编写一个 SQL 查询,查找所有至少连续出现三次的数字。
返回的结果表中的数据可以按 任意顺序 排列。
查询结果格式如下面的例子所示:
Logs 表:
+----+-----+
| Id | Num |
+----+-----+
| 1 | 1 |
| 2 | 1 |
| 3 | 1 |
| 4 | 2 |
| 5 | 1 |
| 6 | 2 |
| 7 | 2 |
+----+-----+
Result 表:
+-----------------+
| ConsecutiveNums |
+-----------------+
| 1 |
+-----------------+
1 是唯一连续出现至少三次的数字。
解法一:
通过自表连接找到当前id的下一个和下下一个进行连接,然后通过条件判断获取当前的num等于下面连这两个的num的num值,然后进行去重操作,这样就获得了连续出现三次的num,这种写法没有考虑id不连续,以及若出现n次连续的情况,可用性不高
代码示例:
select distinct a.Num as ConsecutiveNums from logs as a
left join logs as b on a.id = b.id+1
left join logs as c on a.id = c.id+2
where a.Num = b.Num and a.Num = c.Num;
解法二:
1、首先考虑若id不连续的情况出现的话我们就需要多查询一列来构造连续的一列,这里可以用到窗口函数 row_number()
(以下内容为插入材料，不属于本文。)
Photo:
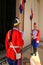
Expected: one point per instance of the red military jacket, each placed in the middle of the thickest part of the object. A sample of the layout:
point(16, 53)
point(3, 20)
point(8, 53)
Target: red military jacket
point(36, 35)
point(16, 41)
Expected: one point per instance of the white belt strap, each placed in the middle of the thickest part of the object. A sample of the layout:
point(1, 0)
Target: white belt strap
point(13, 47)
point(18, 55)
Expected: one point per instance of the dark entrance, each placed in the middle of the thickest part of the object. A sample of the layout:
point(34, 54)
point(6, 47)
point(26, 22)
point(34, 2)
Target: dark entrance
point(7, 13)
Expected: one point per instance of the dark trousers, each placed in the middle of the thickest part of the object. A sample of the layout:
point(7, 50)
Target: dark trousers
point(34, 50)
point(12, 62)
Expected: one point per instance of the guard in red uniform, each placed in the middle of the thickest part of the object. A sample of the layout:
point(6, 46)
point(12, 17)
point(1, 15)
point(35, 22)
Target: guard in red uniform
point(14, 43)
point(35, 38)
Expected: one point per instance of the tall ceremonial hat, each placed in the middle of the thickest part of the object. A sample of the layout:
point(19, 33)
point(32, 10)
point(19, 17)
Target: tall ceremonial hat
point(16, 21)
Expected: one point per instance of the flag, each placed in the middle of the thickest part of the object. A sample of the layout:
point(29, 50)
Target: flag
point(31, 16)
point(21, 7)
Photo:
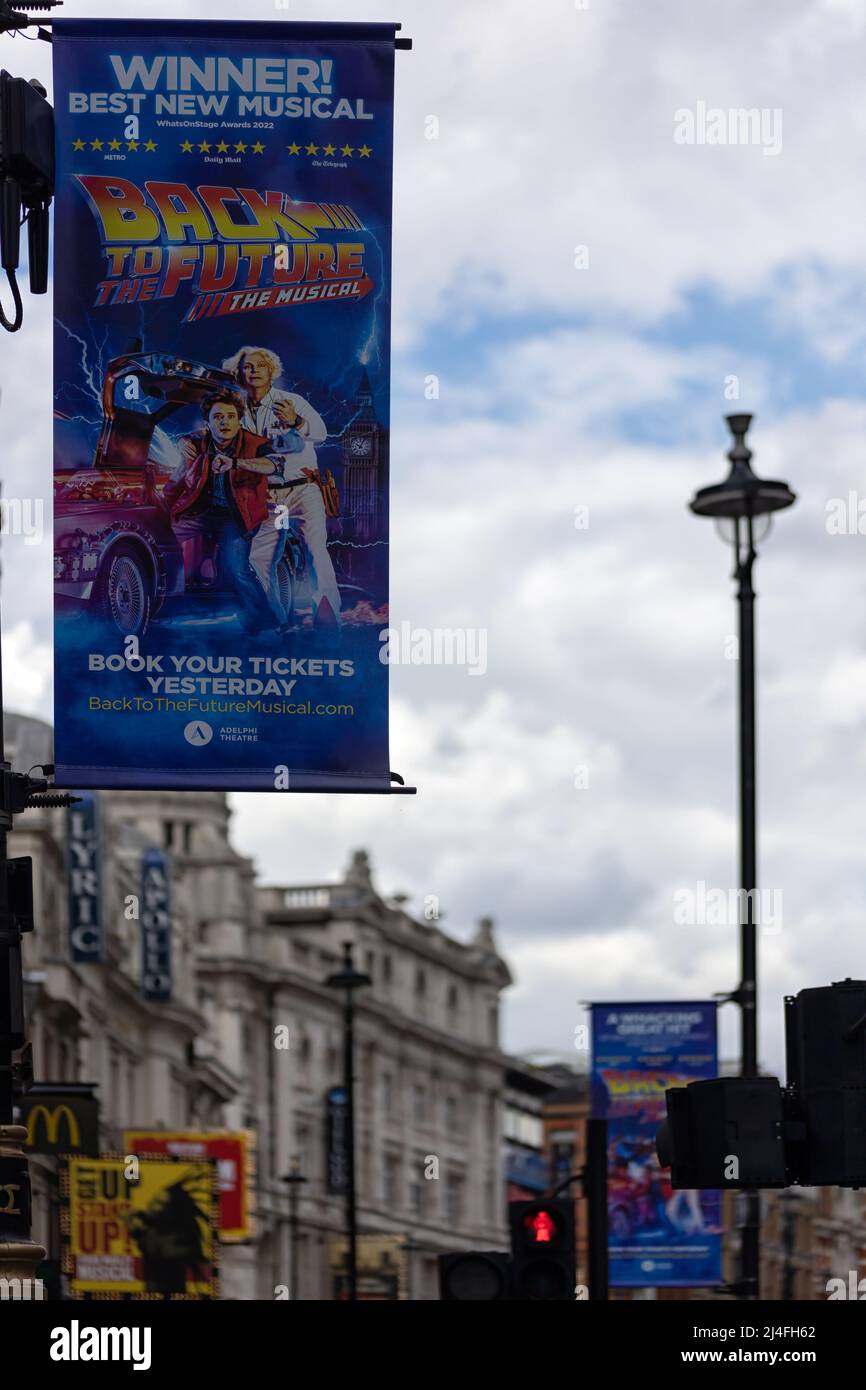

select *,row_number() over (order by id) as new_id from Logs;
这样可以实现若id不连续,通过查询构建一个连续的列new_id,具体实现如下表
| id | num | new_id |
|---|---|---|
| 1 | 2 | 1 |
| 3 | 2 | 2 |
| 4 | 3 | 3 |
| 7 | 3 | 4 |
| 8 | 3 | 5 |
| 9 | 2 | 6 |
2、然后在通过分组查询将num一致的列分组排序查询
select *,row_number over (partition by Num order by id) as new_order from Logs;
运行结果如下表
| id | num | new_order |
|---|---|---|
| 1 | 2 | 1 |
| 3 | 2 | 2 |
| 9 | 2 | 3 |
| 4 | 3 | 1 |
| 7 | 3 | 2 |
| 8 | 3 | 3 |
sql示例:
select *,row_number() over(order by id) as new_id,
row_number() over (partition by Num order by id) as new_order
from Logs;
运行结果如下表:
| id | num | new_id | new_order |
|---|---|---|---|
| 1 | 2 | 1 | 1 |
| 3 | 2 | 2 | 2 |
| 9 | 2 | 6 | 3 |
| 4 | 3 | 3 | 1 |
| 7 | 3 | 4 | 2 |
| 8 | 3 | 5 | 3 |
将这两次查询联合起来我们可以发现规律:
用new_id减去new_order的值只要相同,那么他们就是连续的。也就是:如果一个num连续出现时,那么它出现的[真实序列]-它出现的次数一定是个定值。解题思路:第一步就是首先获取他出现的真实序列,第二步就是获取它出现的次数,然后下一步就是它们之间相减,减完之后若值相同,那么他们一定是连续的。
3、[真实序列]-它出现的次数
select *,
row_number() over(order by id) - row_number() over (partition by Num order by id) as sta,
from Logs;
运行结果表:
| id | num | sta |
|---|---|---|
| 1 | 2 | 0 |
| 3 | 2 | 0 |
| 9 | 2 | 3 |
| 4 | 3 | 2 |
| 7 | 3 | 2 |
| 8 | 3 | 2 |
可以看出有两个连续的数,一个是id为1、3的两个连续,另一个是4、7、8三个连续,根据数据可以看出没有问题,那么我们就可以通过这个来找出连续出现n次的数据。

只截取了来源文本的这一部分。